Effective April 1, 2007, NTT Group adopted Statement of Financial Accounting Standards No. 156 ("SFAS 156"), "Accounting for Servicing of Financial Assets - amendment of FASB Statement No. 140." SFAS 156 provides some relief for servicers that use derivatives to economically hedge fluctuations in the fair value of their servicing rights and changes how gains and losses are computed in certain transfers or securitizations. The adoption of SFAS 156 did not have an impact on the results of operations or financial position of NTT Group.

Accounting for Uncertainty in Income Taxes

Effective April 1, 2007, NTT Group adopted FASB Interpretation No. 48 ("FIN 48"), "Accounting for Uncertainty in Income Taxes-an Interpretation of FASB Statement No. 109." FIN 48 clarifies the accounting for uncertainty in income taxes recognized in accordance with Statement of Financial Accounting Standards No. 109, "Accounting for Income Taxes." FIN 48 prescribes a recognition threshold and measurement attribute for the financial statement recognition and measurement of a tax position taken or expected to be taken in a tax return, it also provides guidance on derecognition, classification of current or non-current, interest and penalties, disclosure and transition. Management does not believe that the adoption of FIN 48 had a material impact on the results of operations or financial position of NTT Group.


2.  Principal Accounting Policies

(1)  Marketable Securities

SFAS 115, "Accounting for Certain Investments in Debt and Equity Securities" applies.

(2)  Inventories

Inventories are stated at cost, not in excess of market value. The cost of telecommunications equipment to be sold is determined by the first-in first-out method.

(3)  Property, Plant and Equipment and Depreciation

Property, plant, and equipment are stated at cost. Depreciation is computed principally using the declining-balance method with the exception of buildings for which the straight-line method is used.

(4)  Goodwill and Other Intangible Assets

SFAS 142, "Goodwill and Other Intangible Assets" applies.

(5)  Liability for Employees' Retirement Benefits

SFAS 87, "Employers' Accounting for Pensions," and SFAS 158, "Employers' Accounting for Defined Benefit Pension and Other Postretirement Plans" apply.

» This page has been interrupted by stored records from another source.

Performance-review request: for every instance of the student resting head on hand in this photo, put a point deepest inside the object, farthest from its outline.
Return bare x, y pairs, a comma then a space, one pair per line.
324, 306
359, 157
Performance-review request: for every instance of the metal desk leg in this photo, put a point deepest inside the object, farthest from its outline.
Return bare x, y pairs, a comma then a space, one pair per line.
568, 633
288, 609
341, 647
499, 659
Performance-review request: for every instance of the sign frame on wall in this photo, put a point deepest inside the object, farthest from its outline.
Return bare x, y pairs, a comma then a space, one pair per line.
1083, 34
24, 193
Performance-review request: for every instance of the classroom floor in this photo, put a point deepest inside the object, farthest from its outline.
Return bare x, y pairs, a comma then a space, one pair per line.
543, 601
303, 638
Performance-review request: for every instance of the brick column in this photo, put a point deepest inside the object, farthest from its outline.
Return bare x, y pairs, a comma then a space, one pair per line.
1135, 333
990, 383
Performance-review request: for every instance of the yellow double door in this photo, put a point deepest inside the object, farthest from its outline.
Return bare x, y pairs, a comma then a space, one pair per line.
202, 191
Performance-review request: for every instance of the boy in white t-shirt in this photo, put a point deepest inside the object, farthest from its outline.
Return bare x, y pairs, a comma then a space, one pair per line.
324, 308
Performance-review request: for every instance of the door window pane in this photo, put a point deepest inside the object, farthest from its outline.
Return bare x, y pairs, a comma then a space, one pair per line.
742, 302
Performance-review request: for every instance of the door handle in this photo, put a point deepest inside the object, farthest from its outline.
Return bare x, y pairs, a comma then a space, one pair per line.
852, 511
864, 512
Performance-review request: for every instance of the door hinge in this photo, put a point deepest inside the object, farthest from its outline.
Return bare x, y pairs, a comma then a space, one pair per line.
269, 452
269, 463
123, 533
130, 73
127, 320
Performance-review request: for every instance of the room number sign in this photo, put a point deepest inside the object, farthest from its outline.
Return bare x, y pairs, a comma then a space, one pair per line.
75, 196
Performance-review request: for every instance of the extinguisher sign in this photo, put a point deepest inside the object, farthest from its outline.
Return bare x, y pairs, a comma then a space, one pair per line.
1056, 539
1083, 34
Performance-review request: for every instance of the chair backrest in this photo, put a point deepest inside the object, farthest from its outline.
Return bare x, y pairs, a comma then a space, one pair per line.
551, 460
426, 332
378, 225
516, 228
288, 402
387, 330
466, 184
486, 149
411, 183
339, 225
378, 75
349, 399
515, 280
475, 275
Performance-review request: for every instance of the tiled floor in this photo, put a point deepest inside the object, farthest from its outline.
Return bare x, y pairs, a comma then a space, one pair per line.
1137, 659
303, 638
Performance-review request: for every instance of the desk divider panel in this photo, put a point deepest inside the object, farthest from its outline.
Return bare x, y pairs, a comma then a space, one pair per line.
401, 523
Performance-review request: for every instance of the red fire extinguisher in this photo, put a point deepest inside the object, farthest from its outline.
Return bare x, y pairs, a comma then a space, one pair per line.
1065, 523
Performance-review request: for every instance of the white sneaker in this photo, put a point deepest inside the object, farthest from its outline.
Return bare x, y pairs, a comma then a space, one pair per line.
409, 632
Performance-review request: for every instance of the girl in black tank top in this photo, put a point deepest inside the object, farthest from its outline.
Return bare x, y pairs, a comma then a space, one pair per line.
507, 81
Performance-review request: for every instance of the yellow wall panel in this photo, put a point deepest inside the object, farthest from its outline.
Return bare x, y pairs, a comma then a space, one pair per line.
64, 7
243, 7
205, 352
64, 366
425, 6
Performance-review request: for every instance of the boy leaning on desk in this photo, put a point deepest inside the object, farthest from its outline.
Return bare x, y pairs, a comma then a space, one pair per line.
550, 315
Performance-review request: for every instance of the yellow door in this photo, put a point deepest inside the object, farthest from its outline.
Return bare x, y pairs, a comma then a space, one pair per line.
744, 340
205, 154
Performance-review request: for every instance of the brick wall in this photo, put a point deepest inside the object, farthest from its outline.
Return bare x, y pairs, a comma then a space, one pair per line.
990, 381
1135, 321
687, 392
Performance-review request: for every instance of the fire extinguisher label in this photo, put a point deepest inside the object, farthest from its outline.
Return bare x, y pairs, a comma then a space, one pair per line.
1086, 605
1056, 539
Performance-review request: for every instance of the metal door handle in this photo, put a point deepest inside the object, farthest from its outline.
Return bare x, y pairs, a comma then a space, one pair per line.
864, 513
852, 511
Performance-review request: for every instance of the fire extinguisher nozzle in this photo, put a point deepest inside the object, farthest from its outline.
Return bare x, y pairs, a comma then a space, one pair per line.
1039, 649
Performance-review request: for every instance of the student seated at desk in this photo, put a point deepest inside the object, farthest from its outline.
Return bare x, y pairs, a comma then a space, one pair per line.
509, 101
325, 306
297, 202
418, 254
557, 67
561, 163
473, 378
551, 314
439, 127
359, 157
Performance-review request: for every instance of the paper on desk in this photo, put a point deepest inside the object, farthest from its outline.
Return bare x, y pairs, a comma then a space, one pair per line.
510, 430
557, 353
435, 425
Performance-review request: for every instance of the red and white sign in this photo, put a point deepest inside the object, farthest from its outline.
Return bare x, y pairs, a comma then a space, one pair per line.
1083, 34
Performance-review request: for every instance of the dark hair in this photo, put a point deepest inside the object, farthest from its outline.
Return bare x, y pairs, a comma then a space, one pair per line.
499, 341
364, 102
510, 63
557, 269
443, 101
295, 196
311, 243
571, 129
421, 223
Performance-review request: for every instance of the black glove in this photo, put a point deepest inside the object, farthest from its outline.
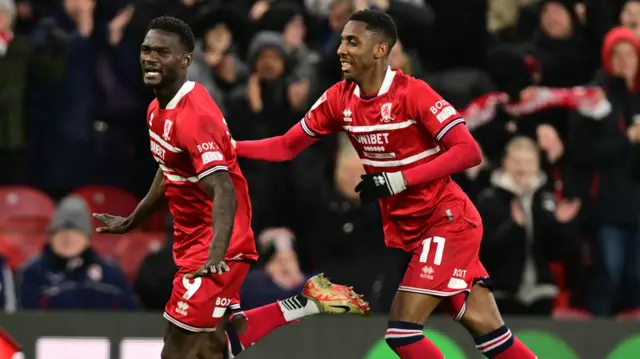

(6)  Derivative Financial Instruments

SFAS 133, "Accounting for Derivative Instruments and Hedging Activities," SFAS 138, "Accounting for Certain Derivative Instruments and Certain Hedging Activities," and SFAS 149, "Amendment of Statement 133 on Derivative Instruments and Hedging Activities" apply.

(7)  Income Taxes

Income taxes are computed based on income (loss) before income taxes in the consolidated statements of income. According to the asset and liability approach, the expected future tax consequences of temporary differences between the carrying amounts and the tax basis of assets and liabilities and of operating loss carryforward are recognized as deferred tax assets or liabilities.


3.  The Transfer to the Japanese Government of the Substitutional Portion of Employee Pension Fund Liabilities.

On July 1, 2007, the NTT Kosei-Nenkin-Kikin ("NTT Plan") received permission to be relieved of the obligations related to past services to disburse the NTT Plan benefits covering the substitutional portion. However, no accounting should occur until the completion of the entire transfer. It is undetermined when the transfer of the benefit obligations and related plan assets will take place and what the net effect of settlement on result of operations and financial position of NTT Group will be. If the payment of the amount equivalent to the pension assets to be transferred had been made on March 31, 2007, the estimated amount of such effect on result of operations of NTT Group would have been approximately 340 billion yen.


4.  Subsequent event

On November 9, 2007, the board of directors resolved that NTT may acquire up to a total not exceeding 200,000 outstanding shares of its common stock at an amount in total not exceeding 100 billion yen from November 12, 2007 through March 24, 2008.